Embracing Inclusivity, increasing women’s representation, a case for Affirmative Action law in Ghana  

A GNA feature by Bertha Badu-Agyei  

Accra, GNA, July 6, GNA – In less than six months, Ghana is scheduled to go to the polls and elect a President and 276 (Sall included) members of Parliament for the next four years in conformity with the 1992 constitution.   

 The conversations around increasing women’s participation in governance and leadership and representation in Ghana’s House of Parliament and the call for an affirmative action law comes to play once again.  

Current Situation  

Currently in Ghana, women’s representation in Parliament stands at 40 representing 15.5 per cent out of 275 members representing the various constituencies. 

This figure ranks lower than the global average of 26.7 per cent and much lower than the 27 per cent average in sub-Saharan Africa, and within the gender gap index, Ghana is placed 23 among 35 countries in Sub-Saharan Africa. 

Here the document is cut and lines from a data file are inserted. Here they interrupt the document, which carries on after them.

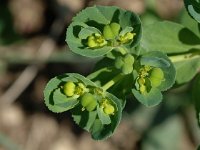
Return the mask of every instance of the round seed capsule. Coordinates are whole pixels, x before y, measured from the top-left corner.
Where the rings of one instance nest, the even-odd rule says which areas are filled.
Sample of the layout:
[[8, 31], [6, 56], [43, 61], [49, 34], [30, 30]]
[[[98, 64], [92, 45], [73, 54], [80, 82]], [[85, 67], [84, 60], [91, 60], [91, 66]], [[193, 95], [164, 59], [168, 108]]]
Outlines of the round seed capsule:
[[124, 62], [125, 64], [129, 64], [129, 65], [133, 65], [134, 63], [134, 57], [131, 55], [131, 54], [127, 54], [125, 57], [124, 57]]
[[110, 24], [110, 28], [111, 28], [114, 36], [117, 36], [119, 34], [121, 27], [118, 23], [113, 22], [113, 23]]
[[66, 96], [73, 96], [76, 85], [72, 81], [68, 81], [63, 86], [63, 92]]
[[115, 35], [113, 34], [110, 25], [105, 25], [103, 28], [103, 36], [105, 39], [114, 39]]
[[164, 79], [164, 73], [160, 68], [153, 68], [149, 77], [152, 87], [158, 87]]
[[93, 111], [97, 106], [97, 101], [91, 93], [86, 93], [81, 98], [81, 105], [88, 111]]
[[151, 81], [152, 87], [158, 87], [162, 82], [162, 79], [155, 78], [155, 77], [150, 77], [149, 80]]
[[94, 36], [89, 36], [88, 37], [88, 46], [90, 47], [90, 48], [94, 48], [94, 47], [97, 47], [98, 46], [98, 44], [95, 42], [95, 37]]
[[104, 107], [103, 111], [104, 111], [105, 114], [111, 115], [111, 114], [114, 114], [115, 108], [111, 104], [107, 104]]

 The pre-election primaries, organized by the two major political parties, the New Patriotic Party (NPP) and the National Democratic Congress (NDC), saw about 10 of these 40 female parliamentarians losing their bids to contest in the 2024 General elections to men, significantly decreasing women’s opportunity to inclusion. 

This brings to the fore, the need of an Affirmative Action law, a targeted intervention to intentionally get more women to Parliament by removing certain systems and barriers which hinder their participation. 


Gender Advocates and political watchers have expressed grave concern that women’s parliamentary representation in elections 2024 was going to suffer further erosion considering the number of women who lost in the previous election primaries of the NPP and NDC. 

Mrs Hamida Harrison, Resource and Mobilization coordinator at Abantu for Development, an international women’s rights organisation, described the situation as an indictment on Ghana’s democracy because “over 50 percent of Ghana’s population is underrepresented”. 

Because Ghana had acknowledged that women’s equal political participation was central to democratic governance by making commitments to various international conventions and instruments, it was a matter of obligation to put measures in place to meet the demands.  

“Given the fact that Ghana has signed and ratified several protocols and conventions such as the CEDAW and Maputo protocols, she is therefore mandated to take all appropriate measures to eliminate all forms of discrimination against women in political and public life and that urgently calls for passage of the affirmative action law.” 

Continuous inequality between men and women in decision-making raises a number of specific concerns regarding the achievement of effective social transformation and the entire process of democratisation. 

Affirmative Action 

 Affirmative Action are targeted policies and measures designed deliberately with the aim to address historical and systemic inequalities by providing opportunities and resources to marginalized groups, such as women, children, individuals with disabilities, and ethnic minorities. 

For instance, Ghana’s School feeding programme aimed to improve enrolment and retention at the basic schools in deprived communities, the Free Senior High School policy to increase secondary and technical level education, have arguably been mentioned as a form of an affirmative action since they were geared towards addressing imbalance and inequality which existed between the rich and the poor.  

Another example of an Affirmative Action was “The Representation of the Peoples Act of 1959”, introduced by the first President of Ghana, Dr Kwame Nkrumah, which was able to pave the way for 10 women to be elected to the National Assembly (Parliament) in the 1960s. 

In Ghana, where traditional, cultural, social hierarchies and biases still persist against women, affirmative action such as gender quotas to help bridge the gap and empower women to reach their full potential is not only a moral imperative but a necessary step towards a more inclusive society. 


According to Mrs Harrison, there was the need for greater accountability from the state to see to the passage of the Affirmative Action Bill into law and prioritise greater investment in women’s rights and gender equality for a transformational change as required by the agenda 2030 of the Sustainable Development Goals. 

Meanwhile, the clarion call is for the political party’s accountability, as institutions which control the space relating to participation and facilitate the national governance process. 

“Without dismantling the rigid party structures, favoured by the dominant powerful male groups and enabling women to make inroads in the fiercely competitive platforms for political party positions, there is no democracy” she emphasized. 

Some argue that affirmative action is unfair or undermines meritocracy, However, it is essential to recognize that the playing field has never been level in the first place for women and Affirmative action is not about handing out free passes but about addressing the structural disadvantages that have historically held certain groups back.